The hospital is being cited by the state for its breach, and the case has been sent to the state attorney general for review, Arceo said. A spokesman for the attorney general's office did not know Tuesday whether a criminal investigation into the matter is under way. Hospitals, unlike nursing homes, are not fined when there are ``deficiencies'' in their care, Arceo said.

``We have expressed our deepest sympathy and regret to the family and wish to reiterate those sentiments now,'' said Kaiser spokesman Rick Malaspina in a written statement. ``We are sorry for this tragic occurrence.''

Malaspina said that the hospital has cooperated with state regulators, initially reporting the accident, and is doing everything it can to ensure such a mistake never happens again.

``We are committed to assuring that the circumstances which led to this tragedy are not repeated,'' he said. Malaspina did not say whether any workers were fired or suspended, and did not provide any details on the changes the hospital has made.

Medical mistakes are relatively common at hospitals throughout the country, although most aren't fatal.

Still, a sweeping report by the national Institute of Medicine in 1999 estimated that medical errors in hospitals kill between 44,000 and 98,000 Americans each year. Last year, a patient at San Mateo Medical Center died after allegedly being given 10 times the prescribed dosage of chemotherapy medicine.

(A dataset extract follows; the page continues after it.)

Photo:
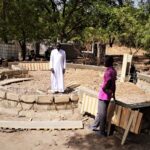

``These errors, for the most part, are not because of carelessness on the part of caregivers, but because the systems they utilize to provide the care have not been carefully examined and redesigned to make them safer for patients,'' said Dr. Lonnie R. Bristow, a former president of the American Medical Association, who helped write that report.

Bristow, who lives in Walnut Creek, believes such mistakes are less common now. Medication mistakes account for about 20 percent of the errors that occur in hospitals, sometimes because of things like poor handwriting, he said.

Wibeto, a San Jose native, died three days after the medication error. His family could not be reached Tuesday.